Paeds SAQs · endocrinology-diabetes-and-growth

Endocrine emergencies: integrated approach — formative SAQs

Two formative SAQs on the integrated approach to paediatric endocrine emergencies: the undiagnosed young child with new-onset DKA and the steroid-withdrawn child with secondary adrenal crisis, testing the shared recognition and resuscitation framework, the bedside triage with glucose, gas and electrolytes, the empiric life-saving treatment before confirmatory endocrine tests, and the cross-cutting pitfalls of cerebral oedema, missed cortisol and the insulin bolus.

20 marks30 min
On this page & tools

Target exams

RACP General PaediatricsRACP DWEMRCPCH TheoryABP General Pediatrics

Target exams

RACP General PaediatricsRACP DWEMRCPCH TheoryABP General Pediatrics
Prompt
Endocrine emergencies: integrated approach

SAQ 1 — The undiagnosed young child with new-onset DKA (20 marks, ~15 minutes)

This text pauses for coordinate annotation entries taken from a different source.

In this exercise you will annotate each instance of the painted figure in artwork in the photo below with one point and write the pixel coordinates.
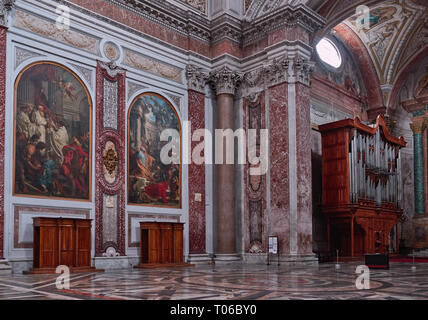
(52, 106)
(151, 182)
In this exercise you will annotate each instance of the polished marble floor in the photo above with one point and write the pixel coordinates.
(231, 282)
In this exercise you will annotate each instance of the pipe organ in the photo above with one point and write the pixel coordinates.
(362, 186)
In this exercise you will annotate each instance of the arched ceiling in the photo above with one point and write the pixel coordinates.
(395, 38)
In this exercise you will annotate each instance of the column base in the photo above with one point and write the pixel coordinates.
(5, 268)
(227, 258)
(115, 263)
(295, 259)
(203, 258)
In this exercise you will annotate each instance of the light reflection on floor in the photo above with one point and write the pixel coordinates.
(230, 282)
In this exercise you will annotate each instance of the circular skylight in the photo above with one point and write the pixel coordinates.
(329, 53)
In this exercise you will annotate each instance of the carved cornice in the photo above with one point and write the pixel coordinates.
(280, 70)
(226, 27)
(168, 15)
(303, 70)
(288, 16)
(5, 7)
(197, 78)
(225, 80)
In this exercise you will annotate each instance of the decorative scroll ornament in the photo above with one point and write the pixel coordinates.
(112, 69)
(225, 80)
(196, 77)
(110, 161)
(5, 7)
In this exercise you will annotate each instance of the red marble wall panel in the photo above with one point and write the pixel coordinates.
(330, 93)
(118, 137)
(304, 169)
(402, 76)
(197, 216)
(3, 32)
(279, 218)
(255, 222)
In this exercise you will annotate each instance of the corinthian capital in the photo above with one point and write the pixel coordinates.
(225, 80)
(197, 78)
(417, 126)
(5, 7)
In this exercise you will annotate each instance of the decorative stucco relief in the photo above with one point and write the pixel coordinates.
(48, 29)
(145, 63)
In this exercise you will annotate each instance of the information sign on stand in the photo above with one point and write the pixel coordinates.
(273, 248)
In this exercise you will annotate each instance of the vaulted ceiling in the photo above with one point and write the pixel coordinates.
(395, 39)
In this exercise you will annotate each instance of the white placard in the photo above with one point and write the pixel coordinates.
(273, 245)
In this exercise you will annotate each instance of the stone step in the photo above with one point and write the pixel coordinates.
(5, 268)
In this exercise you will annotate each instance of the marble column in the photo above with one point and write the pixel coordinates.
(225, 82)
(418, 129)
(196, 81)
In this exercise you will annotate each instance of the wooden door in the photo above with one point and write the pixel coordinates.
(178, 243)
(48, 244)
(83, 243)
(155, 245)
(67, 242)
(167, 246)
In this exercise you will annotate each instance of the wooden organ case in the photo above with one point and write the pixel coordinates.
(362, 186)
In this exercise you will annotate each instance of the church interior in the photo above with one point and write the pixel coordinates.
(325, 103)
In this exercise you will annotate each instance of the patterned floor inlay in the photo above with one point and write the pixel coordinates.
(233, 282)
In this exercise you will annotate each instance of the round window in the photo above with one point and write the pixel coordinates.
(329, 53)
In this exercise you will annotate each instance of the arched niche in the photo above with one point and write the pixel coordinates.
(52, 139)
(152, 181)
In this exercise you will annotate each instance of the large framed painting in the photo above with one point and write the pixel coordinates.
(151, 180)
(52, 134)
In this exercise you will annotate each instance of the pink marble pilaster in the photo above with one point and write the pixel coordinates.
(226, 240)
(304, 170)
(118, 137)
(279, 218)
(255, 236)
(197, 218)
(3, 32)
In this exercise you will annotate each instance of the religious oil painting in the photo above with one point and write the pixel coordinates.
(52, 134)
(151, 181)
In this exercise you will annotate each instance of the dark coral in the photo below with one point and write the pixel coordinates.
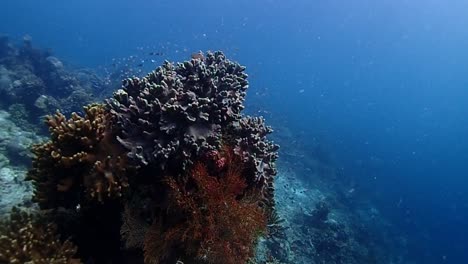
(80, 160)
(257, 152)
(177, 112)
(28, 238)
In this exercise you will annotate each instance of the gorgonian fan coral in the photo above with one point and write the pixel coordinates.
(81, 159)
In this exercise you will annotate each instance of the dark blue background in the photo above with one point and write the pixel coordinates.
(385, 83)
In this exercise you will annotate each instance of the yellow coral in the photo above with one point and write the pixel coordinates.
(80, 157)
(25, 239)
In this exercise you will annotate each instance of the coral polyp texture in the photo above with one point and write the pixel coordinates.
(172, 153)
(80, 159)
(178, 111)
(25, 239)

A 4-year-old girl has had two weeks of polyuria, polydipsia and a 3 kg weight loss attributed to a virus. She now presents vomiting, with deep sighing breathing and dehydration. Bedside glucose is 28 mmol per litre, venous pH 7.08, bicarbonate 8 mmol per litre, beta-hydroxybutyrate 5.2 mmol per litre, potassium 5.6 mmol per litre. Corrected sodium is 137 mmol per litre. She is drowsy but rousable. [1]

Questions

  1. Give the diagnosis, the severity grading, and two reasons why the diabetes was missed for two weeks. (5 marks) [1]
  2. Outline the first-hour resuscitation with the specific fluid, insulin and potassium plan, and state two things that must NOT be done. (6 marks) [1] [4]
  3. Four hours into treatment she develops a headache and becomes drowsier, with a heart rate of 60 and a blood pressure of 130 over 90. Give the diagnosis and the immediate management. (5 marks) [3] [14]
  4. Describe the sick-day plan you teach the family before discharge, and the structured follow-up you arrange. (4 marks) [1]

Model answer (must-hit)

  1. This is severe DKA (pH below 7.1, bicarbonate below 10) from new-onset type 1 diabetes. The diabetes was missed because the polyuria was attributed to a viral illness and the weight loss to a poor appetite, and because a bedside glucose was not checked at the earlier presentations. The young child under five presents more often in DKA because the symptoms are non-specific and the metabolic collapse is rapid. [1]
  2. Resuscitate in three steps: give 10 mL per kg of 0.9 per cent saline only if she is in shock (she is drowsy and dehydrated, so a bolus is reasonable); start an insulin infusion at 0.05 to 0.1 units per kg per hour AFTER the first fluid — never as a bolus; and add potassium at 40 mmol per litre in the maintenance fluid once the serum level is known and she is urinating. Two things that must NOT be done: insulin must NEVER be given as a bolus (dangerous hypokalaemia and cerebral-oedema risk), and bicarbonate must NOT be given (it increases cerebral-oedema risk). [1] [4]
  3. The headache, altered consciousness and the bradycardia with hypertension (the Cushing response) are cerebral oedema until proven otherwise. Treat immediately: give mannitol 0.5 to 1 g per kg or 3 per cent hypertonic saline 2 to 5 mL per kg, reduce the fluid rate by one third, and prepare for intubation and ventilation. Do NOT wait for a CT scan to treat. Cerebral oedema complicates roughly 0.5 to 1 per cent of paediatric DKA episodes and carries a 20 to 40 per cent mortality. [3] [14]
  4. Teach the sick-day plan: never stop insulin during illness, check glucose and ketones every 2 to 3 hours, give correction insulin if ketones rise, maintain hydration with sugar-free fluids, and present early if vomiting or drowsy. Arrange structured follow-up with paediatric diabetes, a diabetes educator, a dietitian and a psychologist, with a school care plan and a MedicAlert. [1]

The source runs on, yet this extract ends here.